Position in the queue is determined by different factors according to a vaccine strategy. In this analysis, factors include age, household size, node degree, and disease state of neighboring nodes (for ring vaccination). Age vaccination sorts the queue based on age, from oldest to youngest. Household size vaccination sorts the queue based on household size, from large households to small households. Node degree vaccination sorts the queue based on the number of contacts a person has per day, from largest to smallest. Based on the way the network is generated, the number of contacts a person has per day is the node degree. Ring vaccination gives priority to people that are connected to someone that became symptomatic (transitioned into the I state). The list of people associated with this “ring” is updated every time step. This assumes the time associated with contact tracing is very small. Random vaccination, with no prioritization, is also included in the study. While information on age and household size is easy to obtain within a population, the number of contacts and the disease state of contacts is less observable. Community-aware centrality measures have also been studied as a way to prioritize immunization to reduce the size of disease outbreaks [29–31]. While centrality is also hard to observe in communities, the framework presented here could be extended to study the impact of vaccine prioritization based on centrality. Additional vaccine strategies, such as occupation and heath status could also be tested within this modeling framework, but would require additional data that is not currently included in this study.
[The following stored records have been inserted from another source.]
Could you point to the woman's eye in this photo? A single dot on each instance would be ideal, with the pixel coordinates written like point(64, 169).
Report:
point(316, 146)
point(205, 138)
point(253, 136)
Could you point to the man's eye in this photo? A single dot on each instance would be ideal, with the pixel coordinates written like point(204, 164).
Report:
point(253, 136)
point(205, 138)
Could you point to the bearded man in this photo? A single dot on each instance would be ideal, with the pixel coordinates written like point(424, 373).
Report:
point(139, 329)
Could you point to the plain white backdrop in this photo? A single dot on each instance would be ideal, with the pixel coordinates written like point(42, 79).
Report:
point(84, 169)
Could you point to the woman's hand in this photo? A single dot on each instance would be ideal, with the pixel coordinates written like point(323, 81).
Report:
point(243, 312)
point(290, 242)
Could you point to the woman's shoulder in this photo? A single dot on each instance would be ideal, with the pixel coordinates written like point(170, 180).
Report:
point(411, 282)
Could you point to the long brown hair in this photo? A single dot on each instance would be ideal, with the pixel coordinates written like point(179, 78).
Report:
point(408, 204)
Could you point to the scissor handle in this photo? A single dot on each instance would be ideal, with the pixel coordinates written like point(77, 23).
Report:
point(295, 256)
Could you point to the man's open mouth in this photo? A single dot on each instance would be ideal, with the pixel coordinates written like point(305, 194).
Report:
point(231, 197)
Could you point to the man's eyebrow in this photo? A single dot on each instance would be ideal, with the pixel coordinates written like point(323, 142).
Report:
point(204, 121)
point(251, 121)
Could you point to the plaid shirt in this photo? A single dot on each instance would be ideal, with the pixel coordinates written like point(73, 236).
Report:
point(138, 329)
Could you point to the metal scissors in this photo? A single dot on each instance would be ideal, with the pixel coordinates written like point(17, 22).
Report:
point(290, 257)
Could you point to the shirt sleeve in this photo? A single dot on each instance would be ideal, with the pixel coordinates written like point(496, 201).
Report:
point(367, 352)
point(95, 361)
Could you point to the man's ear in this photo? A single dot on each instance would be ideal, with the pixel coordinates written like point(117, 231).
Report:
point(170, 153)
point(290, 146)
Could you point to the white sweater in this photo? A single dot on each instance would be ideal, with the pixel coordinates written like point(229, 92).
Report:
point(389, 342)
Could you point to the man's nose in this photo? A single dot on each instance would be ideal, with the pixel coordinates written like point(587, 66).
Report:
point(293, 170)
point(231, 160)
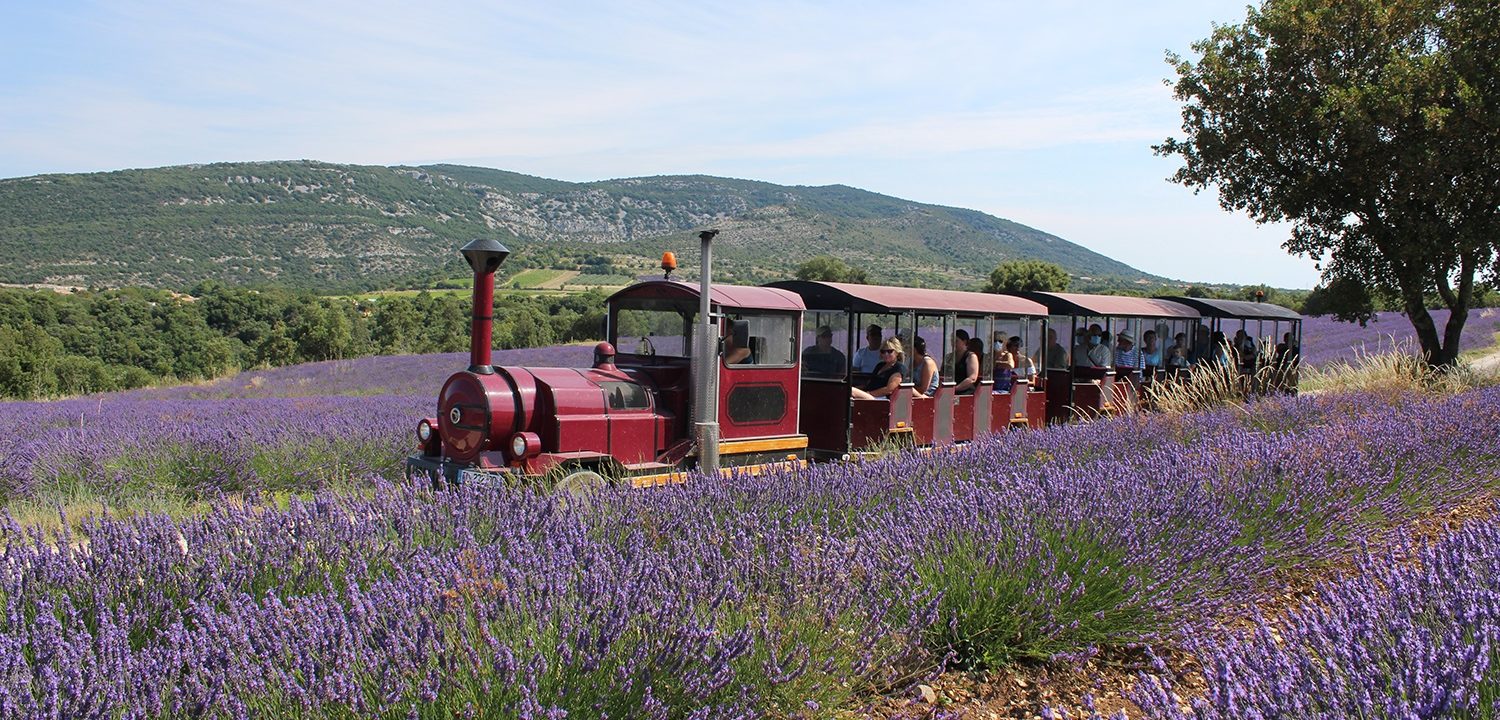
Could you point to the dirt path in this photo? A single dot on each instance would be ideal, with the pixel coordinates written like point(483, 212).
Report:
point(557, 282)
point(1025, 690)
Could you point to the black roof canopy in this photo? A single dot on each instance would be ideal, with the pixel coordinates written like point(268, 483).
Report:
point(1238, 309)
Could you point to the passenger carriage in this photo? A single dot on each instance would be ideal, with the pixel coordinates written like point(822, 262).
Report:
point(635, 414)
point(837, 425)
point(1079, 383)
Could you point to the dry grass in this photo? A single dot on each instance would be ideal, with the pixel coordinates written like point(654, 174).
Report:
point(1392, 369)
point(1212, 384)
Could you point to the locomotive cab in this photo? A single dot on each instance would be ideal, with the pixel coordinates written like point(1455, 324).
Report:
point(630, 414)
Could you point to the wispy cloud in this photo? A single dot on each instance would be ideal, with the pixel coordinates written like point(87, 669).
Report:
point(1047, 108)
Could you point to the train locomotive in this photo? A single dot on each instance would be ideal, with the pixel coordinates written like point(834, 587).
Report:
point(663, 374)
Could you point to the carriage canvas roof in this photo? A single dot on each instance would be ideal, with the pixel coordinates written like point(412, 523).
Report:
point(1077, 303)
point(725, 296)
point(843, 296)
point(1239, 309)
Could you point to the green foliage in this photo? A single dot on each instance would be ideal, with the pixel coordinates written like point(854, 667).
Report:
point(1028, 276)
point(1370, 126)
point(345, 228)
point(995, 612)
point(86, 342)
point(830, 269)
point(1346, 299)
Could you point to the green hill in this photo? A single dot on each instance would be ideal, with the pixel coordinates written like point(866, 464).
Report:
point(330, 227)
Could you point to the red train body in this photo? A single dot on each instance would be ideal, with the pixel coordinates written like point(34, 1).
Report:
point(630, 416)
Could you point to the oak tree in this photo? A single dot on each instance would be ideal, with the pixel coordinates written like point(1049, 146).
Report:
point(1373, 126)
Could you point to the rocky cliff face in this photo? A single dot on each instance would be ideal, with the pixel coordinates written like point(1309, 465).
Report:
point(311, 224)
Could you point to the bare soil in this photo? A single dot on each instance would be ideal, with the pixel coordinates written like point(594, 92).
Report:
point(1101, 683)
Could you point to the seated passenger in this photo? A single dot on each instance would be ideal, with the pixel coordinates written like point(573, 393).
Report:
point(1149, 350)
point(824, 359)
point(869, 356)
point(1005, 362)
point(1176, 360)
point(888, 374)
point(1025, 368)
point(926, 369)
point(966, 362)
point(1220, 351)
point(1056, 354)
point(1080, 347)
point(737, 347)
point(1125, 353)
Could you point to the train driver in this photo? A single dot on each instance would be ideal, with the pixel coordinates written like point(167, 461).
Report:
point(888, 374)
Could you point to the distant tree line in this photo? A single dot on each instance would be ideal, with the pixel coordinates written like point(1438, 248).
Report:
point(71, 344)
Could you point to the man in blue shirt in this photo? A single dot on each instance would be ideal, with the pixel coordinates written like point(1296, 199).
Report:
point(869, 356)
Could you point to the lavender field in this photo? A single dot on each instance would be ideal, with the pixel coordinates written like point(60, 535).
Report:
point(300, 428)
point(795, 594)
point(1326, 341)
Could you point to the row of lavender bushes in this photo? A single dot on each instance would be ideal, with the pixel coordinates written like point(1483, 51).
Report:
point(1413, 632)
point(299, 428)
point(785, 594)
point(1326, 341)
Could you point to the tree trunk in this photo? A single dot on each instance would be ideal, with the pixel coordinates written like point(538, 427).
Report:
point(1442, 353)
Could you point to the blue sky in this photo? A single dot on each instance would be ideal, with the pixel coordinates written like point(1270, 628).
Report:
point(1040, 113)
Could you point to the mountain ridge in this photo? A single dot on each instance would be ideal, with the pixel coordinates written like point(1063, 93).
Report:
point(311, 224)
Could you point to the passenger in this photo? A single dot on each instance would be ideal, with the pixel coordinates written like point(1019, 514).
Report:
point(1005, 365)
point(1056, 354)
point(966, 363)
point(1125, 353)
point(1179, 342)
point(1149, 351)
point(824, 359)
point(1245, 350)
point(1176, 360)
point(1025, 368)
point(956, 357)
point(1202, 345)
point(1220, 350)
point(888, 374)
point(1286, 350)
point(1100, 354)
point(1080, 348)
point(869, 356)
point(926, 369)
point(737, 345)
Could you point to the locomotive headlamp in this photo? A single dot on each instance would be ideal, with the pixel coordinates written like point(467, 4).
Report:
point(524, 444)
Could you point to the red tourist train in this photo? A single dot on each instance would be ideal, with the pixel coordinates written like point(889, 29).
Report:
point(785, 359)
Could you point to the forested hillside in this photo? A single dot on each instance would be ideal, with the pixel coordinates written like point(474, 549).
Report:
point(329, 227)
point(71, 344)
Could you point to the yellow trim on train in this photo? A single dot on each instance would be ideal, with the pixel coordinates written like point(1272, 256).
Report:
point(762, 446)
point(677, 477)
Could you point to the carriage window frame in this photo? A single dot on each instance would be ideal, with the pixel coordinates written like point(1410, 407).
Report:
point(663, 306)
point(792, 332)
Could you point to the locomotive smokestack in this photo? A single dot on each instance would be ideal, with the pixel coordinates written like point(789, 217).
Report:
point(485, 257)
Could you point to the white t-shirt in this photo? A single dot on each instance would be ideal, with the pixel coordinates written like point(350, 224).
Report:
point(866, 359)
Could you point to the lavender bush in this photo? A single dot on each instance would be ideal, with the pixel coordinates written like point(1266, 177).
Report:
point(363, 377)
point(1326, 339)
point(779, 594)
point(294, 428)
point(1410, 635)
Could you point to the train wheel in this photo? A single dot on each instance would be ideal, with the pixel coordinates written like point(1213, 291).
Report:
point(579, 486)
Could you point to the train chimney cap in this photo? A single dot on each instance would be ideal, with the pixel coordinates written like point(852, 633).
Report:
point(485, 254)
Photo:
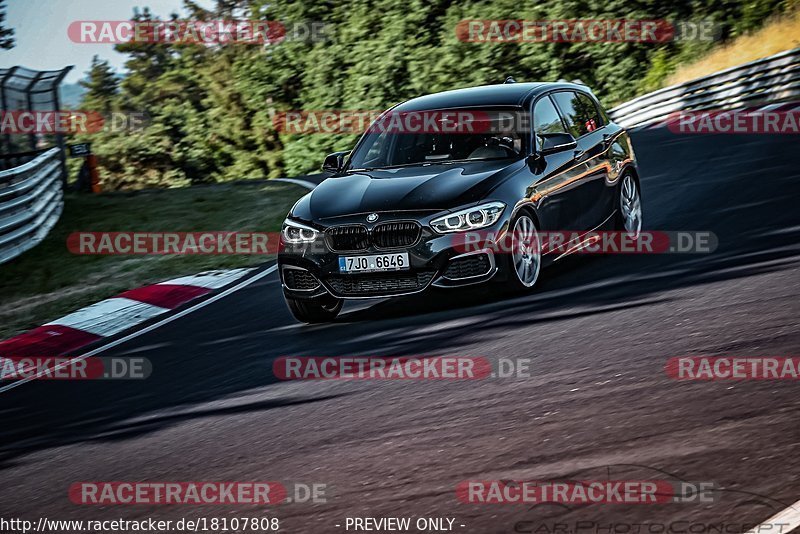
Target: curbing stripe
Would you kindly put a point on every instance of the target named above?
(147, 329)
(116, 315)
(166, 295)
(110, 316)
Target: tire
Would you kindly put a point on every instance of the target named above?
(629, 206)
(318, 310)
(523, 262)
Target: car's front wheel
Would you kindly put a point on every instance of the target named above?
(523, 259)
(629, 215)
(317, 310)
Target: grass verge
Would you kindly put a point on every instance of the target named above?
(776, 36)
(48, 281)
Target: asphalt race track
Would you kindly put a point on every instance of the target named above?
(598, 332)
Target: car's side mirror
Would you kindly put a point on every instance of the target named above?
(556, 142)
(334, 162)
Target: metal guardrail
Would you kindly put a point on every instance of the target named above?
(31, 196)
(31, 201)
(768, 80)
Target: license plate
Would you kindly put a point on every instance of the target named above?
(377, 262)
To include the influence of non-pharmaceutical control measures, the use of personal protective equipment in the form of masks is included in the analysis. Masks can offer a wide range of protection, depending largely on the material and how the mask is worn. In this analysis, mask effectiveness is defined as the product of the probability that an individual wears a mask and the protection that the mask offers. For example, if an individual wears a mask 25% of the time and the mask reduces transmission by 50%, then the mask effectiveness is 0.125. In the disease transmission model, mask effectiveness is used to modify the transmission probability such that β~=β∗(1-m) where β~ is the modified transmission probability, β is the original transmission probability (set to 0.08 in this analysis) and m is the mask effectiveness. Masks are assumed to only be used outside of households. Therefore, transmission probability is only modified when people interact with members of different households, as defined by the network structure. While additional non-pharmaceutical control measures could be included in the analysis, including quarantine and contact tracing, the use of these control measures has declined in most communities.